When Wright’s mother passed away in 1975, she went to live with her mother’s close friend, Edith Bouvier Beale, and her daughter. The aunt of the former First Lady Jacqueline Bouvier Kennedy Onassis, Beale lived in the famed Grey Gardens.

Wright had visited there often and vividly recalled her arrival at the Beale home. “I knew what to bring. I brought a green canvas cot, a flashlight, some cooking pots, a few hats, and a strong heavy stick. I knew I might need it to scare off some raccoons and I needed the pots because the Beales didn’t use the kitchen, only a hot plate in the bedroom.” For 13 months, Wright lived with “Big Edie and Little Edie.”

“I was given the ‘eye room’ and I filled it with my paintings. I like to paint faces. Some are people I know but some are just from my imagination,” she stated. Wright still has her easel set up in her East Hampton home for when she is inspired to paint.

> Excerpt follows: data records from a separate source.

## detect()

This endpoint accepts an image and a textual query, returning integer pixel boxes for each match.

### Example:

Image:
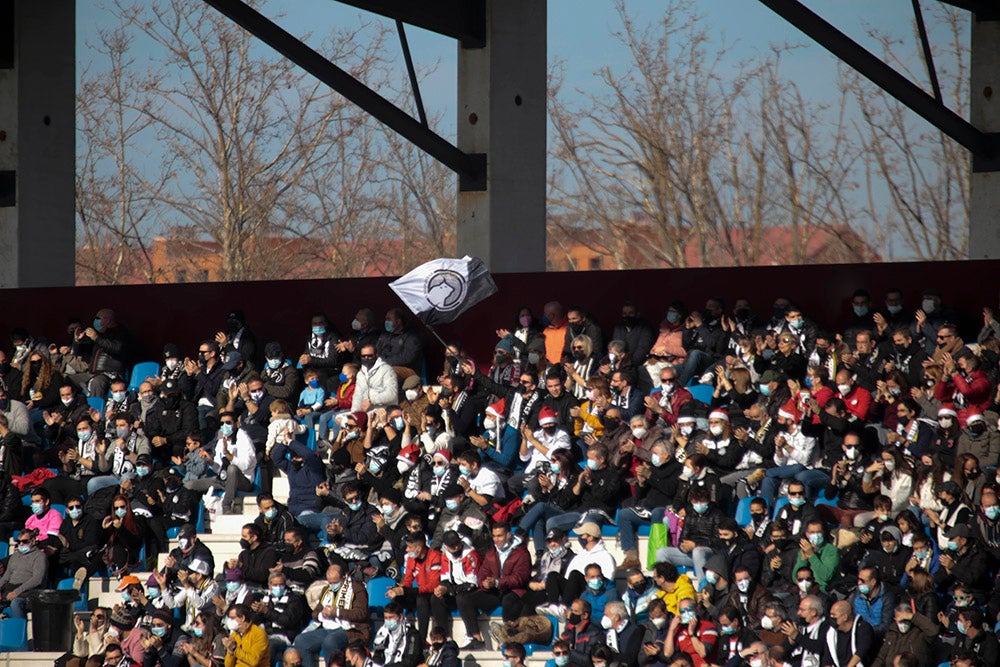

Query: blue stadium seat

[128,361,160,391]
[87,396,105,415]
[0,618,28,653]
[56,577,89,612]
[687,384,715,405]
[736,496,767,528]
[365,577,396,610]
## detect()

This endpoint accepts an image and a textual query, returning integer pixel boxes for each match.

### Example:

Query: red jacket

[646,387,694,426]
[479,544,531,595]
[840,385,872,422]
[402,549,446,593]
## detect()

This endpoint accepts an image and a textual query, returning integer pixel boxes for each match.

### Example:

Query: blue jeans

[520,503,563,553]
[656,547,714,590]
[296,510,333,533]
[292,628,347,667]
[760,463,830,507]
[618,507,666,555]
[87,475,132,496]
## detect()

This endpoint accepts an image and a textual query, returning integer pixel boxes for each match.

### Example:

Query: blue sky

[77,0,952,134]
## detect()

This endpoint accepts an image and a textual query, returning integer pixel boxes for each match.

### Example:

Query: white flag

[389,256,497,326]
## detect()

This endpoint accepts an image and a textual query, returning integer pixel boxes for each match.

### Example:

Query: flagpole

[424,323,448,350]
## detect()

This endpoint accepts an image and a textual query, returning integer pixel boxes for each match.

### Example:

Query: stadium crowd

[0,289,1000,667]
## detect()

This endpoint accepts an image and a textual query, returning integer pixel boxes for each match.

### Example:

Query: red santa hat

[938,403,958,417]
[396,442,420,463]
[778,398,802,422]
[538,406,559,426]
[486,398,507,417]
[708,408,729,422]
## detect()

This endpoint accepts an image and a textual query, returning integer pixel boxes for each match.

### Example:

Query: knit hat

In addition to painting, Wright is the author of My Life at Grey Gardens, a book she wrote to capture the details of life with the Beales. Few knew that Wright actually lived in the squalor of Grey Gardens and the film which was released in 1976 chose to minimize Wright’s role in the lives of Big Edie and Little Edie as well as her presence at Grey Gardens, she said. Her book holds a place in the Library of Congress.

30 years on LTV

A local celebrity, Wright still produces the longest-running TV show on LTV. Thirty years and still going, Wright’s talk show entertains audiences with her guests and Wright’s own witticism. Her close friend, Joyce Whitby, is always on hand to assist and help further some of the ideas Wright has for her shows.

Setting the stage in the 1870s in the Old West, Wright brought her “Pete’s Old West Grey Horse Saloon” to life, explaining to audiences that there was a special stagecoach which acted as a time machine bringing the talk show’s guests back in time. Dressed in cowboy hats and western gear, Whitby aided in the fantasy by playing a pig farmer named Patsy McKenna. “It’s all great fun!” said Wright.

Those who know Wright describe her as “a very special lady.” Aaron Robinson, a friend and her “online representative for her Facebook page,” is one of those who have known Wright for many years. “I’ve been very lucky to have Lois in my life. We’ve been avid letter writers (a lost art) throughout our friendship.”

A musician, Robinson has lent his talents to Wright’s LTV show as a guest on numerous occasions but also in the composition of the show’s score, “Ragtime Piano.” According to Robinson, as a recent guest on Wright’s show, “I brought my wife and son, who is six years old. She read his palm on the air. It was very special for me, since I’ve known Lois long before his birth and long before I was married.”

The Robinson family also attended Wright’s 90th birthday party. “Fans from all over the world sent her messages,” Robinson revealed. “She was wished a happy and healthy 90th by nearly 2000 fans! My son drew a picture of Grey Gardens for her and Lois showed him where the ‘Eye Room’ was where she slept while staying with the Beales in the mid-1970s.”